161. The right of trial by jury, reserved as a fundamental right, is a common law right of great antiquity. As the word “jury” is used in the Constitution, and as jury trial is secured by the Seventh Amendment, its meaning must be discovered from English history and common-law practice. That history and that practice alike prove that only a court of law can have a jury, and that a body of men free from judicial control is not and never was a common-law jury; that is, according to the Seventh Amendment, a constitutional jury is a jury in a court of record, and a number of men, a so-called jury in a court of a justice of the peace, is not a jury in the sense in which that word is used in the Constitution. A court, when we consider its derivation and history, comprises the judge assisting the jury and the jury assisting the judge. The right of trial by jury means for many purposes the same as the right to due process of law.[451]
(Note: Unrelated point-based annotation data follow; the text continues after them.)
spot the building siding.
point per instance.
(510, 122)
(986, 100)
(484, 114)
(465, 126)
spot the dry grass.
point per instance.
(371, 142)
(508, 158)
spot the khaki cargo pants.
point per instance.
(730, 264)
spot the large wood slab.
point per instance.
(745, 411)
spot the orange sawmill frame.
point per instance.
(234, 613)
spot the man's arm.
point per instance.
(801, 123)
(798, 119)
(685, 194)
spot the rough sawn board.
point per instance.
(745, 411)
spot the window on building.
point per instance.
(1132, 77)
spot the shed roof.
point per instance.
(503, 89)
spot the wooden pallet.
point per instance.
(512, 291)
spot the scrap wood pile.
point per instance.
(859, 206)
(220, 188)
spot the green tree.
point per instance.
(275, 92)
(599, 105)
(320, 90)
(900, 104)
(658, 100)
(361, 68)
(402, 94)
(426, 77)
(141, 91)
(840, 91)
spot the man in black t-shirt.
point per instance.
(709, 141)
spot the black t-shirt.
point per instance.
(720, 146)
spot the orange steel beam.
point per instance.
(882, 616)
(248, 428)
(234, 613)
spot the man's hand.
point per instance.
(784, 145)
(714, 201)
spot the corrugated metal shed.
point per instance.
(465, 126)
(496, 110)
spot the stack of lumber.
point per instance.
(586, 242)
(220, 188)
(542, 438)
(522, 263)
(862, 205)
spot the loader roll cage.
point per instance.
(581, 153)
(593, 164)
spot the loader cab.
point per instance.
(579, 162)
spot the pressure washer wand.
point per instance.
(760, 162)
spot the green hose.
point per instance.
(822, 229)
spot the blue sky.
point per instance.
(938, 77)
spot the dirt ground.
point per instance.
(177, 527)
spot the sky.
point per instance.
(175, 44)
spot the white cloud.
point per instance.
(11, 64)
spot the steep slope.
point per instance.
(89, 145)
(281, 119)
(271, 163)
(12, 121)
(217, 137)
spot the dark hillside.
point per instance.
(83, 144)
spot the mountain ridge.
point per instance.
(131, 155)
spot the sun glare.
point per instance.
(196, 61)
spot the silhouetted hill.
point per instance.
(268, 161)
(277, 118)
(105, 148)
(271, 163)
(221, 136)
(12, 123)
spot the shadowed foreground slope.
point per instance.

162. The fundamentals of government are a unit, like government itself, and he who rests his case on one fundamental right really rests his case on all. The principle which permeates and includes all these fundamentals—usually set forth in Bills of Rights—is thus expressed by the Supreme Court:

When we consider the nature and the theory of our institutions of government, the principles upon which they are supposed to rest, and review the history of their development, we are constrained to conclude that they do not mean to leave room for the play and action of purely personal and arbitrary power. Sovereignty itself is, of course, not subject to law, for it is the author and source of law; but in our system, while sovereign powers are delegated to the agencies of government, sovereignty itself remains with the people, by whom and for whom all government exists and acts. And the law is the definition and limitation of power. It is, indeed, quite true, that there must always be lodged somewhere, and in some person or body, the authority of final decision; and in many cases of mere administration the responsibility is purely political, no appeal lying except to the ultimate tribunal of the public judgment, exercised either in the pressure of opinion or by means of the suffrage. But the fundamental rights to life, liberty, and the pursuit of happiness, considered as individual possessions, are secured by those maxims of constitutional law which are the monuments showing the victorious progress of the race in securing to men the blessings of civilization under the reign of just and equal laws, so that, in the famous language of the Massachusetts Bill of Rights, the government of the Commonwealth “may be a government of laws and not of men.” For the very idea that one man may be compelled to hold his life, or the means of living, or any material right essential to the enjoyment of life, at the mere will of another, seems to be intolerable in any country where freedom prevails, as being the essence of slavery itself.[452]